Aussi ont-ils évoqué l’usure prématurée des véhicules. Également ont-ils pointé du doigt l’inaccessibilité de certains sites industriels. L’étroitesse des voies de circulation, le manque d’espaces de stationnement. Et des problèmes récurrents d’approvisionnement en énergie.
Au regard de la gravité de la situation. Le directeur général de la Magzi a dit toute sa détermination à travailler pour trouver des solutions. « Ce que j’ai vu m’a sidéré. C’est tout simplement inimaginable. Les entreprises pensent que la Magzi ne veut pas aménager ces zones ».
« Mais la réalité est qu’elle n’en a pas les moyens. Elle ne peut pas compter sur ses propres ressources, qui sont tout simplement dérisoires. Nous sommes à la recherche d’autres pistes de solutions », dira-t-il.
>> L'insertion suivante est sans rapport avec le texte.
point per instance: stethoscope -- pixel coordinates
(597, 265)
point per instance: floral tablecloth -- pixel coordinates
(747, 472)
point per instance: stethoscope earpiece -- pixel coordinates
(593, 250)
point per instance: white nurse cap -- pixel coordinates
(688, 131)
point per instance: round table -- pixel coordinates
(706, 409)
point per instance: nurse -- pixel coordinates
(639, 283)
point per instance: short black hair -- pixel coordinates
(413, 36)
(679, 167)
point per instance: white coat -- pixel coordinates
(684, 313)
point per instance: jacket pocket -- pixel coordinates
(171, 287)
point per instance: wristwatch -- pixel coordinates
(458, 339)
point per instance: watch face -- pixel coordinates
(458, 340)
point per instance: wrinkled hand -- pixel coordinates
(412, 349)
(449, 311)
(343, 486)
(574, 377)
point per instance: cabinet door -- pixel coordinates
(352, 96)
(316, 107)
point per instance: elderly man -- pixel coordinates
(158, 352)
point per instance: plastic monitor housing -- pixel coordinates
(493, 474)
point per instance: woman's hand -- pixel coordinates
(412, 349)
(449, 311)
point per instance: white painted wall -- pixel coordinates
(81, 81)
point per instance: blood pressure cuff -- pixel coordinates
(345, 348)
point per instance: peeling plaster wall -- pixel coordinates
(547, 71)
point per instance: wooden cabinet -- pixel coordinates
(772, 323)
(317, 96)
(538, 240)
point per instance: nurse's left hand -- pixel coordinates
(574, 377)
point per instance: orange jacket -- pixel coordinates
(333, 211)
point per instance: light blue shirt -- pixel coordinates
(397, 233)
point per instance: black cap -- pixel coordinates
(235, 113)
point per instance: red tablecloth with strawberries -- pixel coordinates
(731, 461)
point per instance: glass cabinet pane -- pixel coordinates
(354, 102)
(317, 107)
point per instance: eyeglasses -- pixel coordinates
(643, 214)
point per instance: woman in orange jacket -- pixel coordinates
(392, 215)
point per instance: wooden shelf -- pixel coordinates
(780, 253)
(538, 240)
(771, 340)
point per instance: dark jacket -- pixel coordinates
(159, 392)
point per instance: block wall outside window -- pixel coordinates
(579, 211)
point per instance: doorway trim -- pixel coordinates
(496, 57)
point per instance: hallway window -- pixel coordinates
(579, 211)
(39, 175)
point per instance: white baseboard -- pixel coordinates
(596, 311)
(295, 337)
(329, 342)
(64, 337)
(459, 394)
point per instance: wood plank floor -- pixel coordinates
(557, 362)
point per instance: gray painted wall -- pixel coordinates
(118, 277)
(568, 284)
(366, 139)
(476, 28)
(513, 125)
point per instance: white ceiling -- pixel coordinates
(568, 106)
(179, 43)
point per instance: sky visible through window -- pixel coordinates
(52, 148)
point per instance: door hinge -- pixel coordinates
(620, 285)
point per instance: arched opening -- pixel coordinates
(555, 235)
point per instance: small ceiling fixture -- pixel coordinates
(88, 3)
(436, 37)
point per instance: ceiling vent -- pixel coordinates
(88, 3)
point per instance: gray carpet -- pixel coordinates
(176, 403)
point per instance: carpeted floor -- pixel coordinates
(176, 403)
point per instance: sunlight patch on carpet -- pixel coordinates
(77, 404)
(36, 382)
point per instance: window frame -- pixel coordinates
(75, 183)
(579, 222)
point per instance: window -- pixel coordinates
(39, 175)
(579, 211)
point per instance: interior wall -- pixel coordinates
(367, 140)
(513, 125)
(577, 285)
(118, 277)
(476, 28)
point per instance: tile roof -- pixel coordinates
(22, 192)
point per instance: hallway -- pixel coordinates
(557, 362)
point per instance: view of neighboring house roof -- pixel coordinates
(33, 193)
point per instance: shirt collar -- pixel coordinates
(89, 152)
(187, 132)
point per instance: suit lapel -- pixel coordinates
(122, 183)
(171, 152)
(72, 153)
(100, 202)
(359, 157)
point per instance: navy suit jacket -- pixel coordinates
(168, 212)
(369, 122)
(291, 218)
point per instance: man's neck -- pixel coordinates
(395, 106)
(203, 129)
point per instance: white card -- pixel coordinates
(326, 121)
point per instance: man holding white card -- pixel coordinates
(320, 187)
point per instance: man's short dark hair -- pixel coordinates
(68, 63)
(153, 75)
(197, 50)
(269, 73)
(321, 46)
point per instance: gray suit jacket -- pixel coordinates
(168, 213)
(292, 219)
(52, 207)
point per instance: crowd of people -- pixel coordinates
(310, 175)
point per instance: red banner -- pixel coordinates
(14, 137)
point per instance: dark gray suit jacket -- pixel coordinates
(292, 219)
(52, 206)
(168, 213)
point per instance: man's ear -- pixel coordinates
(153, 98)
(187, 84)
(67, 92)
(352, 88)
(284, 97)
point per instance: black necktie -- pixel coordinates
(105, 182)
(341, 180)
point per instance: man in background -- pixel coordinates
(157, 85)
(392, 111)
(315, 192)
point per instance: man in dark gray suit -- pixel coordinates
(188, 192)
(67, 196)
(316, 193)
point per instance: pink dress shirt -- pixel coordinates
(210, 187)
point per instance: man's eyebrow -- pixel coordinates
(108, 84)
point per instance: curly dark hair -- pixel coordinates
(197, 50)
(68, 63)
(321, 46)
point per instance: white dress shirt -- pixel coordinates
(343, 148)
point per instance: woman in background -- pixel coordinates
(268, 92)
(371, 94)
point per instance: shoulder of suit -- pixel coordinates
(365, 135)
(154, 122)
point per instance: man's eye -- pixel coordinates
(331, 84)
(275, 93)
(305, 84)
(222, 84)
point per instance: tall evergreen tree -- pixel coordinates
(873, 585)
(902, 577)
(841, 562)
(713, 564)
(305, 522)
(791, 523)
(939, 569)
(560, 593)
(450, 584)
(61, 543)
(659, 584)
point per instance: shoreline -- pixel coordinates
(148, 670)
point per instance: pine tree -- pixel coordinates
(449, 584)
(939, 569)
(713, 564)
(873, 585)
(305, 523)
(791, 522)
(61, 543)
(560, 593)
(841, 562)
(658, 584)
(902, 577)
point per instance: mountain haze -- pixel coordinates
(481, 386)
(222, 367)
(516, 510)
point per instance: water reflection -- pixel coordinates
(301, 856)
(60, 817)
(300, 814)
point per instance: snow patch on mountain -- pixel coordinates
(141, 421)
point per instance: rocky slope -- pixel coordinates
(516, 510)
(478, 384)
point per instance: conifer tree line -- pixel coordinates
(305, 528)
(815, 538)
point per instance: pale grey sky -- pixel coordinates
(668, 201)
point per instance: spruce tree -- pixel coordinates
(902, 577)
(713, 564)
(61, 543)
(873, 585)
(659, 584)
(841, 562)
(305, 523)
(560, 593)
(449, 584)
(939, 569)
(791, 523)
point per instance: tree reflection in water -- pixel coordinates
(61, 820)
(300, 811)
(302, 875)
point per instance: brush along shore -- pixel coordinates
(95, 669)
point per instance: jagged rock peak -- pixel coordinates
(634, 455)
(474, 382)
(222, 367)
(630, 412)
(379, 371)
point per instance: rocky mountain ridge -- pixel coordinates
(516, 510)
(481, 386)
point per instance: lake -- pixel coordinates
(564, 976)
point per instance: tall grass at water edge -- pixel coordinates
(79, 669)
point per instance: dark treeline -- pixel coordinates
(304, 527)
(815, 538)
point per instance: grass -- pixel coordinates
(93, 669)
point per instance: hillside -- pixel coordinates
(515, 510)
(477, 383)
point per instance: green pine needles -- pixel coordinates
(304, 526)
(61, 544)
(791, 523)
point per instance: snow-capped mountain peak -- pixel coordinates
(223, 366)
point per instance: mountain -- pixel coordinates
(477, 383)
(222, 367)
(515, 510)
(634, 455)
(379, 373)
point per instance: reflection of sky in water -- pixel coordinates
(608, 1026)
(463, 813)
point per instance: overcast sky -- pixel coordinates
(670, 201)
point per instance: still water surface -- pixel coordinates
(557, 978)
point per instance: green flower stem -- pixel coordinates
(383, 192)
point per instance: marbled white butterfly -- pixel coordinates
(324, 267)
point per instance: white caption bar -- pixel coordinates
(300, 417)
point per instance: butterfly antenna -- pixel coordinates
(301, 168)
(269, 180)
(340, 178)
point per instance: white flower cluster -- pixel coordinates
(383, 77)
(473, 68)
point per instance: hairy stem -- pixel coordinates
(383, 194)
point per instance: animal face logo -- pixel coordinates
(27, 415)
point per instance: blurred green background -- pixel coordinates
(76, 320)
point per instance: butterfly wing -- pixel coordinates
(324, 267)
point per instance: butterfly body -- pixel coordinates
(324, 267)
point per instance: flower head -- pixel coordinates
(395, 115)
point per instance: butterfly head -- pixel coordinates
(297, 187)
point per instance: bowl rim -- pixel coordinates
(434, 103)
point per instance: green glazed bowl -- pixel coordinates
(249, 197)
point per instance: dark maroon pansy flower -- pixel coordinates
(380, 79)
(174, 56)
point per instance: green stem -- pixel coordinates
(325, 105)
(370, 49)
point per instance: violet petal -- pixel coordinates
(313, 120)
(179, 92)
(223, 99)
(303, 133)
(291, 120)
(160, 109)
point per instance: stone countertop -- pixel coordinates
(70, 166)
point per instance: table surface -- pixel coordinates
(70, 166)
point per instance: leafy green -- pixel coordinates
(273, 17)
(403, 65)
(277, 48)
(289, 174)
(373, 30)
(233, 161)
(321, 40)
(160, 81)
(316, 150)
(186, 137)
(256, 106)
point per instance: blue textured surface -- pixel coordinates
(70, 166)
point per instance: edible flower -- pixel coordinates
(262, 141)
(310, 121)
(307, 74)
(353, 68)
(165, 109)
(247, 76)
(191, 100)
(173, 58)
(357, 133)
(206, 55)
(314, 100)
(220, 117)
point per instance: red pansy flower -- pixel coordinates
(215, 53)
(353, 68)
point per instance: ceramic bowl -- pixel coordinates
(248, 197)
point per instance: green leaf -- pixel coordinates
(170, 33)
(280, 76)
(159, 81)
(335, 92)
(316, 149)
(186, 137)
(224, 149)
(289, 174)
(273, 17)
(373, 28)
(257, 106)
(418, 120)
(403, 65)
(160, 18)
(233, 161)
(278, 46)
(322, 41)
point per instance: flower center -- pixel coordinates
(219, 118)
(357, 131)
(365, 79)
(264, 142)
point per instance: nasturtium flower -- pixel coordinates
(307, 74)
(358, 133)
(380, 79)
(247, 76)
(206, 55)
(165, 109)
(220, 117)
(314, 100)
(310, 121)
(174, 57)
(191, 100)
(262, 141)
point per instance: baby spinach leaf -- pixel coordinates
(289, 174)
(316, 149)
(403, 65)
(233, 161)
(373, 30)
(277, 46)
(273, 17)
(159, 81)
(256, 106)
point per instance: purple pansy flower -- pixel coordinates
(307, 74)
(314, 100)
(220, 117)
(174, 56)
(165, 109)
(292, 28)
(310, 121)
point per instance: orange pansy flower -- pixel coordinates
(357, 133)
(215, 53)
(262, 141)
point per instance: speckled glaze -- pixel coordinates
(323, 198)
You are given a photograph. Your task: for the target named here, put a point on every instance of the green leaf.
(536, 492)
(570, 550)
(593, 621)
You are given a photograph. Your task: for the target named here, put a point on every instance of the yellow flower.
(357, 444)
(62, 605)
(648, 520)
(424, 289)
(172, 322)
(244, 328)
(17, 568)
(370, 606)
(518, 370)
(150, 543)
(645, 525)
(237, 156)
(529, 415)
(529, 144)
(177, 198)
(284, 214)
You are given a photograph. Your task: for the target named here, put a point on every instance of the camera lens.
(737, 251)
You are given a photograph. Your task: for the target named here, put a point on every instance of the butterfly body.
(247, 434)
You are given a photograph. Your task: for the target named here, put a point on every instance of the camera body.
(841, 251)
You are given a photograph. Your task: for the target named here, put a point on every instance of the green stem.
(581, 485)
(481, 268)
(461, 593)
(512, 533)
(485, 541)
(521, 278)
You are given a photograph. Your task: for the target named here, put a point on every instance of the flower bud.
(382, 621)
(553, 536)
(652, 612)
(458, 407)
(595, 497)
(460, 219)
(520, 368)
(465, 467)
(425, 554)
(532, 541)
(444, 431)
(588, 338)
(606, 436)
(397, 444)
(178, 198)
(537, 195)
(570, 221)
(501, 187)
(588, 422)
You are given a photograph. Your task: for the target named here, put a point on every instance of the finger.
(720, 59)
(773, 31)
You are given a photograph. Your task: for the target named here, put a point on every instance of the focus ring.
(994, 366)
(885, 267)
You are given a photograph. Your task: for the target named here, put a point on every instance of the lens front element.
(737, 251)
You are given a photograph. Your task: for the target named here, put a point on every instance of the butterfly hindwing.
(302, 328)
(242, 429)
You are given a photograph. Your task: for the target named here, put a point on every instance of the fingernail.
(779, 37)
Mobilisation des financements
Non sans inviter les entreprises à renforcer leur collaboration. Avec la Magzi afin d’apporter des réponses immédiates aux difficultés les plus urgentes. Tout ceci en attendant la mobilisation de financements plus importants pour la réhabilitation complète de la zone.
Une étude réalisée par l’ONUDI entre 2024 et 2025 auprès de 200 entreprises industrielles camerounaises. Atteste de ce que la zone industrielle de Bonabéri demeure la plus importante du pays. Parmi les entreprises enquêtées, 36 sont installées à Bonabéri, soit près de 19,8 % de l’échantillon.
Ainsi donc, les performances économiques de cette zone illustrent son poids stratégique. Sur les 36 milliards Fcfa de chiffre d’affaires cumulés par les 200 entreprises étudiées. 21 milliards Fcfa sont générés par les seules entreprises de Bonabéri. Plus impressionnant encore, la zone représente 68,6 % des exportations du Cameroun. Confirmant son rôle central dans l’économie nationale.